What was the biggest challenge in filming “UnderScored”?

It’s a huge space to cover. You can plan in your head, but ultimately it’s also this dialogue with the videographer. It was so much a matter of timing and joy to create something so unexpected in a short time after being alone and overthinking everything. The thing about the feel on a take is that it’s the closest to a performance.

How did you choose the sites for your dance?

I immediately knew that I wanted to be in the slats on the side of the [Metropolitan Opera] home, because that’s also how much we’ve been confined and separated from each other – and then slowly we’re getting out of it.

What is the root of the choreography in this opening moment?

We called it the ‘rona phrase’, because I made it in my living room. I was like, we just need to dance. It is at the height of the pandemic; I’m like, we’re just going to do a really long sentence, and every time we repeat, I’m going to add four, five, six, seven, eight counts. And we’re going to do this every time we rehearse to keep our stamina. The slats really reflect our Zoom squares and our confinement within those squares. This sentence therefore represents the beginning of our experience at this time.

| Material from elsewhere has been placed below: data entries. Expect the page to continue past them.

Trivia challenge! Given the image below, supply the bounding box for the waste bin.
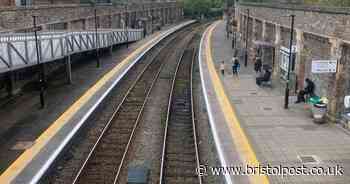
[311,103,327,124]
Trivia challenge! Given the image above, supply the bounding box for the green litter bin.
[312,102,327,124]
[307,96,321,106]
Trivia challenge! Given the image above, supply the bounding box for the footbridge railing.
[0,29,143,73]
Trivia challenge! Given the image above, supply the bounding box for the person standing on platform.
[220,61,225,76]
[254,57,262,73]
[232,57,241,76]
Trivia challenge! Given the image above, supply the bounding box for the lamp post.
[284,15,295,109]
[244,9,250,67]
[125,1,129,48]
[33,15,45,108]
[94,8,100,68]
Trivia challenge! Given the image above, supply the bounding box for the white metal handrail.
[0,29,143,73]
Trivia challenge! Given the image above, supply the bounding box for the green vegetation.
[241,0,350,7]
[181,0,234,18]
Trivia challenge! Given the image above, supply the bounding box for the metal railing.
[0,29,143,73]
[242,0,350,7]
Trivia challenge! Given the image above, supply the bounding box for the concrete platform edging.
[198,21,233,184]
[0,20,195,184]
[199,21,269,184]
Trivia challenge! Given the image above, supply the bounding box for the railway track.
[73,26,197,184]
[160,46,202,184]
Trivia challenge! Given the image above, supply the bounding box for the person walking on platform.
[232,57,241,76]
[220,61,225,76]
[254,57,262,73]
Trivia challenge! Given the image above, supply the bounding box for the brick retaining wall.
[235,3,350,121]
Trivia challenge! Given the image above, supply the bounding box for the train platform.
[0,21,193,184]
[199,21,350,184]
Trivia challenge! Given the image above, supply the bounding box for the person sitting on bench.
[256,69,271,86]
[295,78,315,103]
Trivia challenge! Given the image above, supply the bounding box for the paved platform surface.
[0,21,194,184]
[200,21,350,184]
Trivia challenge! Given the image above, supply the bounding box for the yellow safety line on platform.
[0,34,161,184]
[204,21,269,184]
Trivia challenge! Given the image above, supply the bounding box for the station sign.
[311,59,338,73]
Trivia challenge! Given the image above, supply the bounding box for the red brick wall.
[33,0,80,5]
[0,0,15,8]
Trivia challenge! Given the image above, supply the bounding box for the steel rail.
[73,33,176,184]
[159,43,202,184]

The film unfolds like chapters for me. How did the cutting in the trees happen?

We have to frolic. There are trees! You cannot not use them.

I also have a strange amount of street lights in my apartment. At one point, I put all three of them on the floor, and I was like, they’re my dance partners right now. I was moving through these lamps. And that was before Lincoln Center was on my mind, but then I saw the trees and I thought, oh my God – people don’t even know, but we were dancing alone with our lamps. Or whatever – with our brooms! I’m sure everyone did crazy stuff like that. we all did.

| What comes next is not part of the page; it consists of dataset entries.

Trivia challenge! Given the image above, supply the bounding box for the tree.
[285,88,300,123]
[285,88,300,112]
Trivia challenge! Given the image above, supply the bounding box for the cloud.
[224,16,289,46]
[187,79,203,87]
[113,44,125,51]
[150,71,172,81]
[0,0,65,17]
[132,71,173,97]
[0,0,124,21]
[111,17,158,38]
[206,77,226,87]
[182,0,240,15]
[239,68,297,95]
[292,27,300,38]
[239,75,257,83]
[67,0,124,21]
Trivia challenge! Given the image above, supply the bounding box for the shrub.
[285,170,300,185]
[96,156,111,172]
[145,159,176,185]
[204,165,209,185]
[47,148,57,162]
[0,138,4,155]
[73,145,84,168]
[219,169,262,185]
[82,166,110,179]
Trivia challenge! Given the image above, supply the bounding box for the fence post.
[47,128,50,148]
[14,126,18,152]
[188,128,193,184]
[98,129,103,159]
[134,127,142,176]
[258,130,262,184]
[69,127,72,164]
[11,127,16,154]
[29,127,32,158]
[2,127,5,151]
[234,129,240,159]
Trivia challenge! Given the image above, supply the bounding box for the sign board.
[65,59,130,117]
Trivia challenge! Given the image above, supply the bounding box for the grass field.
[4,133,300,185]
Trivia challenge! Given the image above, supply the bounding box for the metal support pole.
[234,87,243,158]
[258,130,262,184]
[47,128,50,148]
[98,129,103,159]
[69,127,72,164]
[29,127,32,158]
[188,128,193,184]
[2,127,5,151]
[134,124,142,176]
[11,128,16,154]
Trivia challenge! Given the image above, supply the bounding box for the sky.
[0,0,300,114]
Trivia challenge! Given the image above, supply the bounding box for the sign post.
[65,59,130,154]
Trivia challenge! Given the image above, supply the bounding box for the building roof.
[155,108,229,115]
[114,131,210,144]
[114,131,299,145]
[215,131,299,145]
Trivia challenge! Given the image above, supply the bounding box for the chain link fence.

What do Michele Saunders and Archie Burnett represent here?

They are the ones who led the way. If you ever see any footage of the Paradise Garage, Michele was there. She was there all the time in full costume – hardcore, like going to the club with a suitcase and several outfits to change costumes. In Kaatsbaan we would rehearse all day, then go back and have big family dinners, then Archie and Michele would dance for hours in the living room. That kind of energy – this is the reason there is a club scene.

What does this mean to you?

It’s like celebrating why we do what we do. The energy they share with us is so generous and magnanimous. I am never going to leave a party sooner ever. Once back at the club, I stay until closing every night. So that’s why. Because we are because of them.